Possibly Studpid question bout cudaMemcpy CudaMemcpy getting slow by time

Hi there,

I’m working on a GTX295 (3.0beta driver) and do something like this:

int *a, *b;

cudaMalloc((void**) &a,  memSize);

cudaMalloc((void**) &b,  memSize);

//some memory initialization on a and b ...

for (int i=0,i<bigvalue;i++) {


  cudaMemcpy( a, b, memSize, cudaMemcpyDeviceToDevice );



I do not free memory in the loop nor do I reallocate any memory.

The copy takes longer and longer evry time I run through the loop. Why could this be?

It is starting with about 0.005ms

After about 500 runs it already takes 0.147ms and no end in sight! :(

If my code is not appropriate - please tell what I should post…


Do you have the same behaviour if you put a cudaThreadSynchronize right after the cudaMemcpy ? (or at the end of the loop so that you overlap some computation). Perhaps you have too much pending transfers ?

Just my 2 cents,

Hi Cedric,

yes with a cudaThreadSyncronize after the cudaMemcpy i got the same result…

I must admit I can’t see how that can become so slow, perhaps you have some small piece of code everyone could try to see if we have the same behaviour and whether this happens ? I’m pretty curious to see what is happening.


Hi Cedric,

thanks (in advance) for your help and interest. I have solved the problem by doing a workaround, that would even be better than the memcopy-thing if memcopy would work fine:

for (int somecounter=0;somecounter<119046;++somecounter){

//do much calculation thats time-measured and working kindof quick.

sharedMemSize = numThreadsPerBlock * sizeof(int);

dim3 dimBlock(numThreadsPerBlock); 


cudaMemcpy( d_temp1, d_sum, memSize/64, cudaMemcpyDeviceToDevice ); //GETTING WORSE

for (int s=linescount;s>1;s=s) {

  int numBlocks = s / (2 * numThreadsPerBlock);

  if ((s%(2*numThreadsPerBlock))!=0)


  dim3 dimGrid(numBlocks);

  reduce <<< dimGrid, dimBlock, sharedMemSize >>> (d_temp1, d_temp2, s);

  cudaMemcpy( d_temp1, d_temp2, numBlocks*sizeof(int), cudaMemcpyDeviceToDevice ); //GETTING WORSE

  s = numBlocks;




PRINT_TIMER("kernel reduce: %f\n",0);


//do the rest of the calculation


The lines marked with “GETTING WORSE” are the ones that are getting slower by time.

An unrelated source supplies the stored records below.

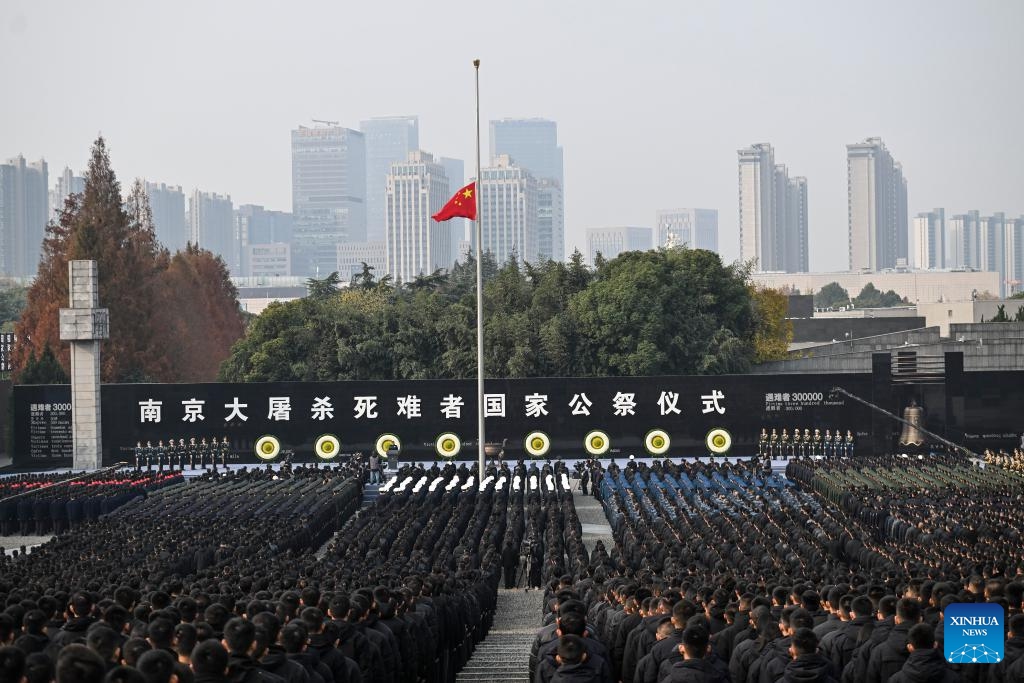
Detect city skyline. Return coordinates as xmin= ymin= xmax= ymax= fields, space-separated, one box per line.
xmin=2 ymin=2 xmax=1022 ymax=274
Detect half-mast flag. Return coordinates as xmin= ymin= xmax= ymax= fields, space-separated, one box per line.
xmin=432 ymin=182 xmax=476 ymax=222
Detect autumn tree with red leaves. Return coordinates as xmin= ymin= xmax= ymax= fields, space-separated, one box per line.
xmin=13 ymin=136 xmax=244 ymax=383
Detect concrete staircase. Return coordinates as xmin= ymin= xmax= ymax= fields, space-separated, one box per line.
xmin=456 ymin=588 xmax=544 ymax=683
xmin=361 ymin=482 xmax=380 ymax=506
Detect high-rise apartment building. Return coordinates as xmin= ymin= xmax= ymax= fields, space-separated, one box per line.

Some more information about data sizes and so on:

  • d_temp1 and d_temp2 are allocated once outside all the loops at the beginning of main()

  • no data is beeing reallocated ever in any loop

  • d_temp1 and d_temp2 are never used anywhere else than here

  • d_sum changes in every outer loop and is getting its data from calculation done by other kernels

  • the size of d_sum is 11904664sizeof(int)

I cant reproduce this behaviour in a minimal code. So there must be any weird error that I cannot see. Perhaps you find an error in this excerpt.

Buy - Julian